In spite, however, of his great and unexpected success, there are traces of weariness in Bunsen's letters of that time, which show that he was longing for more congenial work. “O, how I hate and detest diplomatic life!” he wrote to his wife; “and how [pg 368] little true intellectuality is there in the high society here as soon as you cease to speak of English national subjects and interests; and the eternal hurricanes, whirling, urging, rushing, in this monster of a town! Even with you and the children life would become oppressive under the diplomatic burden. I can pray for our country life, but I cannot pray for a London life, although I dare not pray against it, if it must be.”
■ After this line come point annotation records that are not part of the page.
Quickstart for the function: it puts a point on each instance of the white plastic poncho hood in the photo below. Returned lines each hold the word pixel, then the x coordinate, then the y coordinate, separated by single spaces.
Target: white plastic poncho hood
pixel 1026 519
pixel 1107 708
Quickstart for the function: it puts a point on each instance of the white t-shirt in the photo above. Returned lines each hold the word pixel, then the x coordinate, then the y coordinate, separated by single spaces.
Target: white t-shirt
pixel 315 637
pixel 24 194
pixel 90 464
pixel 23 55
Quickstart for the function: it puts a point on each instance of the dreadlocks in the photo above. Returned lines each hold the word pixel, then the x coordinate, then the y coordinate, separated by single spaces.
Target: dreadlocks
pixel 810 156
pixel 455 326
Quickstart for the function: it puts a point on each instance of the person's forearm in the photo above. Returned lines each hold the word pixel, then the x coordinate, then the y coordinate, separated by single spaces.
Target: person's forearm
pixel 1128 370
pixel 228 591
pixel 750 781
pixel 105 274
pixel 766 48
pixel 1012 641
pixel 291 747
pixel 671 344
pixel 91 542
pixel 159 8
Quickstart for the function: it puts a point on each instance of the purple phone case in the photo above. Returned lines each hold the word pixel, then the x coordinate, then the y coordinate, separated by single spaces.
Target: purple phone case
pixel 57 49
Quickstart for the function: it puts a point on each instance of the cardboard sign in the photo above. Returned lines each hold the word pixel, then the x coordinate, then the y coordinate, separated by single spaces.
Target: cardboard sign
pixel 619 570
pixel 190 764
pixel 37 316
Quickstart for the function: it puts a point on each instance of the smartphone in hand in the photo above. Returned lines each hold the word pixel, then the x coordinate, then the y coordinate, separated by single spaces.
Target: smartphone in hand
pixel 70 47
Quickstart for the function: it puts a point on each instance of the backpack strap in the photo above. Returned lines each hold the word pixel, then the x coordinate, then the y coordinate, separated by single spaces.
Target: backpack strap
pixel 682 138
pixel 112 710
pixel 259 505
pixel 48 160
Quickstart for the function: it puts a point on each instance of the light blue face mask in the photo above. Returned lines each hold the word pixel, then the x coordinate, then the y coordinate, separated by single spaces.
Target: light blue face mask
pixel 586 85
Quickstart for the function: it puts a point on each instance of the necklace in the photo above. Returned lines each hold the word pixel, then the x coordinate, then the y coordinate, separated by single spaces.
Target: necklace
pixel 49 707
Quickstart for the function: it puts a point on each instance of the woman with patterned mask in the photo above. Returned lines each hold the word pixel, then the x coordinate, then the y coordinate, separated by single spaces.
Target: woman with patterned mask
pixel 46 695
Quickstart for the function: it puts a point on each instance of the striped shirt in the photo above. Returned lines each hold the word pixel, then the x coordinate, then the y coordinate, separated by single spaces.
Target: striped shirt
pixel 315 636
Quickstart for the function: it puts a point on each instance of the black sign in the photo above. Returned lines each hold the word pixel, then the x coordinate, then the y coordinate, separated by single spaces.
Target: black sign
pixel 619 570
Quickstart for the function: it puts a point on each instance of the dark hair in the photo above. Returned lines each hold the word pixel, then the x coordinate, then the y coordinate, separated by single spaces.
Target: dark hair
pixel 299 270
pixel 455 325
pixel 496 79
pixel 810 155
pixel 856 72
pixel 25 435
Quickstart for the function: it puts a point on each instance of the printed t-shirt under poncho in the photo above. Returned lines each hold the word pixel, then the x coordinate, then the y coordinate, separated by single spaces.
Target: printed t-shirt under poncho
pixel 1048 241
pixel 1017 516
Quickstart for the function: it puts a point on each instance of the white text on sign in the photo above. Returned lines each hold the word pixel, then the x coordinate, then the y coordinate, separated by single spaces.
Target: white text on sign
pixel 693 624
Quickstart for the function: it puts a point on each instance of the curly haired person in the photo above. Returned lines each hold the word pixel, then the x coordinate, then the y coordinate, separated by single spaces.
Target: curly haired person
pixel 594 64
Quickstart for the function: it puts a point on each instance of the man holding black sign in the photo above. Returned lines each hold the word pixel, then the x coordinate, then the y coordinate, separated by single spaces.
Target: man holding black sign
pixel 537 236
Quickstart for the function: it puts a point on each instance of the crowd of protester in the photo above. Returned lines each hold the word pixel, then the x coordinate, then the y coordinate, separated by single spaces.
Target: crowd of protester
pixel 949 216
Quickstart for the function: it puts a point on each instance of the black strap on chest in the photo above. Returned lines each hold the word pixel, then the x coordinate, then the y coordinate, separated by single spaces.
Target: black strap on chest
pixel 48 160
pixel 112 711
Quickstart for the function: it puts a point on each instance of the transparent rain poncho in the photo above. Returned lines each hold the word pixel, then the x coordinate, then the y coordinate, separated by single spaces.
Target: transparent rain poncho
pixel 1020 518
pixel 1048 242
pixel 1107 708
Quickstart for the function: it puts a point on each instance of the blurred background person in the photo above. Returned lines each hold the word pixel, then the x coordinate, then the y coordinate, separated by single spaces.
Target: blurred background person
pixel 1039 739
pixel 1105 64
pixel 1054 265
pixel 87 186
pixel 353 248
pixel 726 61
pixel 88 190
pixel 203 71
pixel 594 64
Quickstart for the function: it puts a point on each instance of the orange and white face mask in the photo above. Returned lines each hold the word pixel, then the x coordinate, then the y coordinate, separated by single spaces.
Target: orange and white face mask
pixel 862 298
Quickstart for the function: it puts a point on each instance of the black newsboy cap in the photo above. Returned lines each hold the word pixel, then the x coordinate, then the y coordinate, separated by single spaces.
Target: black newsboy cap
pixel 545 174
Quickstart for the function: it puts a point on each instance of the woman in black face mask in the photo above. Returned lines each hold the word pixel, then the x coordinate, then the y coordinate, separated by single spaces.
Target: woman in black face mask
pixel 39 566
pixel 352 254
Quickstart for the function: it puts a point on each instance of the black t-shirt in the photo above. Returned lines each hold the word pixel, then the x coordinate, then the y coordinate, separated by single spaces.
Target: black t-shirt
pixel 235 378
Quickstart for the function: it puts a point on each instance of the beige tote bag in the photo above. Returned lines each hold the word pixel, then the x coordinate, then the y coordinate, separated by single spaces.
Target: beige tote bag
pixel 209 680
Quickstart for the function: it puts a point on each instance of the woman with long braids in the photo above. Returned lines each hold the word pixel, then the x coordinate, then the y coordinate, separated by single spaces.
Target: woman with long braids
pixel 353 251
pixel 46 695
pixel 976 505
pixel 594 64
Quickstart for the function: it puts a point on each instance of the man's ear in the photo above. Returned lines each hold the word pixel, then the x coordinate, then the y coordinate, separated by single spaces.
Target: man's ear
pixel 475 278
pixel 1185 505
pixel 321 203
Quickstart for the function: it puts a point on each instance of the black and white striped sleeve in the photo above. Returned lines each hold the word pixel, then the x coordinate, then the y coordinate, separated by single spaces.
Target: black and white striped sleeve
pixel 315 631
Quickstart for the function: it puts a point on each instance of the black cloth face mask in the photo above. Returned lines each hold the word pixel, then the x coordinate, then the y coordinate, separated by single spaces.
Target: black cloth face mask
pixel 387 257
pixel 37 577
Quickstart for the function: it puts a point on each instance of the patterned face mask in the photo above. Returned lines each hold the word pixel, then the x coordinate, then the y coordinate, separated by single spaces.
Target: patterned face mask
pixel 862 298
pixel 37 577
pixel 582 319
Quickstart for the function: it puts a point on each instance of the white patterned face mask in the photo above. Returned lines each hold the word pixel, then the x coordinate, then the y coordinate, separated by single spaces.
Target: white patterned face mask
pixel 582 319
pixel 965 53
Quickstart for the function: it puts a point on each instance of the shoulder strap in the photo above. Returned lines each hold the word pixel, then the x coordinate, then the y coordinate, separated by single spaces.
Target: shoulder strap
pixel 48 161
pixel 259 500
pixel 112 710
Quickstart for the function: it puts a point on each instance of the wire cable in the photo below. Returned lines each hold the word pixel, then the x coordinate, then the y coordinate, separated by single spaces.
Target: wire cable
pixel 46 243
Bunsen's observations of character amidst the distractions of his London season are very interesting and striking, particularly at this distance of time. He writes:—

“Mr. Gladstone has been invited to become one of the trustees of the Jerusalem Fund. He is beset with scruples; his heart is with us, but his mind is entangled in a narrow system. He awaits salvation from another code, and by wholly different ways from myself. Yesterday morning I had a letter from him of twenty-four pages, to which I replied early this morning by eight.

“The Bishop of London constantly rises in my estimation. He has replied admirably to Mr. Gladstone, closing with the words, ‘My dear sir, my intention is not to limit and restrict the Church of Christ, but to enlarge it.’ ”

A letter from Sir Robert Peel, too, must here be quoted in full:—

“Whitehall, October 10, 1841.

“My dear Mr. Bunsen,—My note merely conveyed a request that you would be good enough to meet Mr. Cornelius at dinner on Friday last.

“I assure you that I have been amply repaid for any attention I may have shown to that distinguished artist, in the personal satisfaction I have had in the opportunity of making his acquaintance. He is one of a noble people distinguished in every art of war and peace. The union and patriotism of that people, spread over the centre of Europe, will contribute the surest guarantee for the peace of the world, and the most powerful check upon the spread of all pernicious doctrines injurious [pg 369] to the cause of religion and order, and that liberty which respects the rights of others.